Schools Across U.S. Suffering From Teacher Shortages Pull In Other Employees to Fill Roles

Staffing shortages at schools are leading counselors, principals and superintendents to step in as teachers.

With the rise of COVID cases throughout the U.S., schools are taking precautionary measures to keep students and teachers safe. From wearing a mask during school days to doing virtual learning, schools are trying to make the best of a bad situation.

Dozens of employees from the Cincinnati Public School District's central office were sent to schools this week to serve as teachers when the schools were at risk of closing due to low staffing numbers.

Brenda Cassellius, superintendent of Boston Public Schools, tweeted Wednesday she was substituting a fifth-grade class, and a San Francisco school asked employees with teaching credentials to be available for classroom assignments.

With the arrival of the COVID-19 omicron variant, and staff absences, large school districts in cities including Atlanta, Detroit and Milwaukee decided to temporarily switch to virtual learning.

Deborah Schmidt, a history teacher at McKinley Classical Leadership Academy in St. Louis, was asked to cover a physics class Thursday.

"It's absolutely exhausting," Schmidt told the Associated Press.

In Chicago, the teachers union voted to refuse in-person instruction, leading to classes being canceled on Wednesday. Classes were also canceled on Thursday, and appeared to be headed in the same direction for Friday.

Meghan Hatch-Geary, an English teacher at Woodland Regional High School in New Haven, Connecticut said she is exhausted, as are the school's other teachers.

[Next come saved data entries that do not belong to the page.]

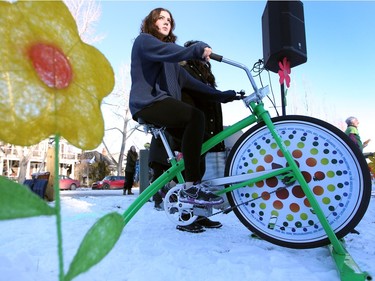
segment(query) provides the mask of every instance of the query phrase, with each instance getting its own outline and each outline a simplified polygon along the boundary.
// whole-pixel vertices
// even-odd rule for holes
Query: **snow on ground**
[[[62,191],[64,268],[68,270],[88,229],[109,212],[123,213],[136,195],[122,191]],[[362,271],[375,275],[375,198],[349,234],[346,248]],[[215,217],[221,229],[177,231],[164,212],[145,206],[132,218],[113,250],[77,281],[339,281],[326,247],[296,250],[251,238],[234,213]],[[98,241],[100,243],[100,241]],[[0,221],[0,280],[58,280],[53,217]]]

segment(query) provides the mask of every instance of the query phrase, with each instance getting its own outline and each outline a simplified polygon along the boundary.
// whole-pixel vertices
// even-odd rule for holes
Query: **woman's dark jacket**
[[[128,155],[126,156],[125,172],[135,173],[135,165],[137,163],[137,159],[138,159],[138,153],[129,150]]]
[[[186,88],[220,102],[232,101],[235,91],[221,92],[194,79],[178,63],[188,59],[202,59],[206,43],[199,42],[188,48],[163,42],[141,33],[134,41],[131,54],[129,108],[134,115],[156,101],[167,97],[181,100],[181,88]]]

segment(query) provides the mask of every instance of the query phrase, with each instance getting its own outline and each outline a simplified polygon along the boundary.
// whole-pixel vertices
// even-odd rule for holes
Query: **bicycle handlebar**
[[[223,56],[220,56],[220,55],[215,54],[215,53],[211,53],[210,59],[221,62],[223,60]]]
[[[250,96],[247,96],[247,97],[243,97],[243,101],[246,104],[246,106],[249,106],[250,102],[252,102],[252,101],[256,101],[256,102],[261,101],[265,96],[268,95],[268,93],[269,93],[268,86],[263,87],[261,89],[258,89],[258,87],[257,87],[257,85],[256,85],[256,83],[254,81],[254,78],[251,75],[251,72],[247,68],[246,65],[238,63],[238,62],[230,60],[230,59],[226,59],[223,56],[220,56],[220,55],[215,54],[215,53],[211,53],[210,58],[213,59],[213,60],[215,60],[215,61],[218,61],[218,62],[224,62],[224,63],[232,65],[234,67],[241,68],[241,69],[243,69],[246,72],[247,77],[249,78],[250,83],[251,83],[251,85],[252,85],[252,87],[254,89],[254,93],[253,94],[251,94]]]

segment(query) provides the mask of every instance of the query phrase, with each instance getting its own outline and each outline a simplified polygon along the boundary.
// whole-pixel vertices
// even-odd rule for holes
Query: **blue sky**
[[[336,124],[354,115],[360,121],[362,139],[373,139],[366,151],[375,151],[375,2],[302,2],[307,62],[292,69],[287,114],[306,111],[306,115]],[[142,19],[153,8],[164,7],[176,21],[178,44],[202,40],[215,53],[252,67],[263,58],[261,18],[265,5],[266,1],[101,1],[97,31],[105,38],[95,46],[118,71],[121,64],[130,63],[132,42]],[[242,70],[223,63],[212,65],[219,89],[251,93]],[[263,82],[272,84],[280,105],[278,75],[270,72],[270,77],[268,81],[268,76],[262,75]],[[246,113],[240,103],[225,105],[225,123]]]

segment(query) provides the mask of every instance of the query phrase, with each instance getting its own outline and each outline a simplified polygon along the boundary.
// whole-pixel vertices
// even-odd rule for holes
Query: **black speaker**
[[[307,61],[305,17],[301,1],[267,1],[262,15],[263,60],[278,72],[287,57],[290,67]]]

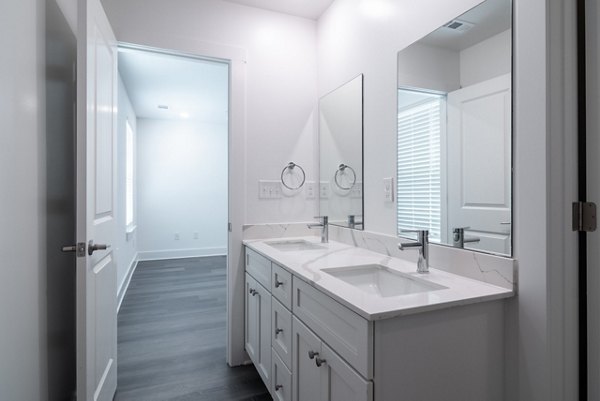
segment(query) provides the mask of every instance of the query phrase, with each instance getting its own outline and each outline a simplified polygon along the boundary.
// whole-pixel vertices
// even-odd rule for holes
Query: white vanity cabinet
[[[246,248],[246,351],[277,401],[503,401],[504,308],[370,320]]]

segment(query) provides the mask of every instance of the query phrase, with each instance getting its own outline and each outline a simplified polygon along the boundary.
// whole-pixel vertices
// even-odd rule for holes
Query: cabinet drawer
[[[292,311],[367,379],[373,378],[373,324],[294,277]]]
[[[292,367],[292,313],[275,298],[271,302],[271,324],[273,337],[271,344],[288,368]]]
[[[271,289],[271,261],[249,248],[246,248],[246,271],[263,287]]]
[[[271,264],[271,294],[292,309],[292,274],[275,263]]]
[[[279,358],[277,352],[273,352],[271,386],[271,395],[274,401],[292,400],[292,374],[285,363]]]

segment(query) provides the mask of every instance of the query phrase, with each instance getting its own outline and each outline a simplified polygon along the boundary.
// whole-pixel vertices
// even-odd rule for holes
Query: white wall
[[[45,400],[46,176],[41,0],[0,2],[0,399]]]
[[[394,204],[384,203],[382,178],[394,175],[396,161],[396,53],[478,3],[371,2],[387,8],[378,16],[365,8],[367,2],[336,0],[319,20],[319,94],[365,74],[368,231],[395,233]],[[572,345],[570,328],[575,327],[562,324],[573,321],[573,293],[565,293],[564,286],[572,288],[574,282],[572,274],[564,272],[576,271],[573,234],[566,225],[568,199],[573,199],[573,172],[568,167],[573,165],[573,147],[564,135],[573,129],[569,102],[576,103],[568,89],[575,46],[564,40],[574,36],[572,24],[565,23],[573,12],[562,2],[550,7],[545,0],[515,1],[514,8],[513,229],[519,294],[507,305],[506,399],[576,399],[573,357],[562,348]],[[550,119],[556,121],[548,124]]]
[[[461,87],[510,73],[511,36],[508,29],[460,52]]]
[[[130,269],[134,267],[137,258],[137,231],[127,233],[127,225],[125,224],[125,166],[126,166],[126,154],[125,154],[125,140],[127,132],[127,122],[133,129],[134,143],[136,136],[136,115],[129,100],[127,88],[123,84],[121,76],[119,76],[119,87],[118,87],[118,121],[117,121],[117,207],[116,219],[117,219],[117,232],[115,235],[117,241],[116,247],[116,262],[117,262],[117,296],[121,297],[128,279]],[[135,150],[134,150],[135,159]],[[135,165],[135,163],[134,163]],[[135,167],[134,167],[135,172]],[[135,205],[134,191],[134,205]],[[134,216],[135,216],[135,207]],[[135,217],[134,217],[135,222]]]
[[[226,254],[227,125],[140,118],[137,161],[140,259]]]
[[[245,223],[312,220],[316,201],[259,200],[258,180],[278,180],[289,161],[304,167],[307,180],[318,176],[316,23],[219,0],[103,3],[120,41],[158,46],[167,37],[246,50],[246,168],[238,172]]]
[[[460,88],[460,54],[423,43],[398,52],[398,87],[452,92]]]

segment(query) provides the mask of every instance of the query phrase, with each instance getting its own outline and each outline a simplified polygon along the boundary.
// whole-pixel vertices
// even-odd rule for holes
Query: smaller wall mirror
[[[486,0],[398,53],[398,235],[511,255],[511,22]]]
[[[362,230],[362,74],[319,100],[319,181],[319,214]]]

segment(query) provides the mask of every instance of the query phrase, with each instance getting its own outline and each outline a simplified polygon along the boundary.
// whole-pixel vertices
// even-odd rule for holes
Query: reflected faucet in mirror
[[[452,246],[455,248],[464,248],[465,243],[468,242],[479,242],[481,238],[479,237],[465,237],[465,230],[468,230],[471,227],[456,227],[452,230]]]

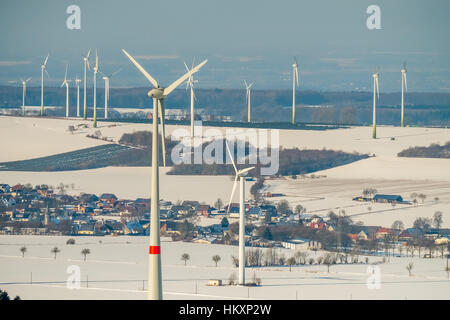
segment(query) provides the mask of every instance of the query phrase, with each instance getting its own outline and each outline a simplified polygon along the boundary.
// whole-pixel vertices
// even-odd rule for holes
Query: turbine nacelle
[[[165,95],[164,95],[164,88],[154,88],[152,90],[150,90],[147,95],[149,97],[152,97],[153,99],[164,99]]]

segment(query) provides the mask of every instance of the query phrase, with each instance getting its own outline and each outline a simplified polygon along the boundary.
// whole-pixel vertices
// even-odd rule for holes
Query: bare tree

"I had a friend say to me, 'You know, three weeks ago we were locking our doors because of school shootings again, and now we're opening the window for COVID,'" Hatch-Geary told the AP.

Hundreds of teachers in New Haven were out each day this week, leading to administrators teaching in classrooms. Classroom aides, as well, have not shown up, which is difficult and confusing for young students with disabilities.

"It's very difficult to get through my lesson plans when somebody doesn't know your students, when somebody is not used to working with students with disabilities," Special education teacher Jennifer Graves told the AP.

Chicago Public School
A sign is displayed at the entrance of the headquarters for Chicago Public Schools on January 05, 2022 in Chicago, Illinois. Classes at all of Chicago public schools have been canceled today by the school district after the teacher's union voted to return to virtual learning citing unsafe conditions in the schools as the Omicron variant of the COVID-19 virus continues to spread. Scott Olson/Getty Images

Even before infection rates took off around the holidays, many districts were struggling to keep up staffing levels, particularly among substitutes and other lower-paid positions. As a result, teachers have been spread thin for months, said Becky Pringle, president of the National Education Association.

"All of these additional burdens and stresses on top of being worried about getting sick, on top of being stressed like all of us are to after a two-year pandemic...it just compounded to put us in a place that we are now," Pringle said in an interview.

Some administrators have already been helping for months in classrooms and cafeterias to fill in for sick and quarantining staff.

"We're not in love with the circumstances, but we're happy to do the work because the work is making sure that we're here for our kids," said Mike Cornell, superintendent of the Hamburg Central School District in New York, who spent time this fall on cafeteria duty poking straws into juice pouches and peeling lids off chips to fill staffing gaps.

Among the schools that went virtual this week because of staffing shortages was second-grade teacher Anna Tarka-DiNunzio's school of roughly 200 students in Pittsburgh. Some taught their students despite being sick with the virus, said Tarka-DiNunzio, who was disappointed to hear some characterize staffing shortages as the result of teachers arbitrarily taking off work.

"It's not just people calling off. It's people who are sick or who have family members who are sick," she said.

The strains on schools this week might have been even tougher if not for large numbers of students being absent themselves. In New Haven, teachers say classes have been only about half full.

Jonathan Berryman, a music teacher, said some of his students haven't shown up for weeks. He worries what that will mean for the performance targets set for students and their teachers.

"Before omicron came along, there was fairly smooth sailing. Now the ship has been rocked," he said. "We get to make midyear adjustments in our evaluation system. And some I'm sure are wondering whether we should even be concerned about that academic progress piece."

Graves, who is in her 12th year of teaching in New Haven, said that she is grateful for administrators who have been helping out in classrooms and the aides who have pitched in, but that her students have struggled with the lack of consistency in staffing.

She also has been frustrated with quickly changing health protocols, and worried about the health of herself and her extended family. Most of her young students are not able to tolerate wearing masks for long stretches, and many have been coughing lately.

"This is the hardest year I've had," she said.

The Associated Press contributed to this report.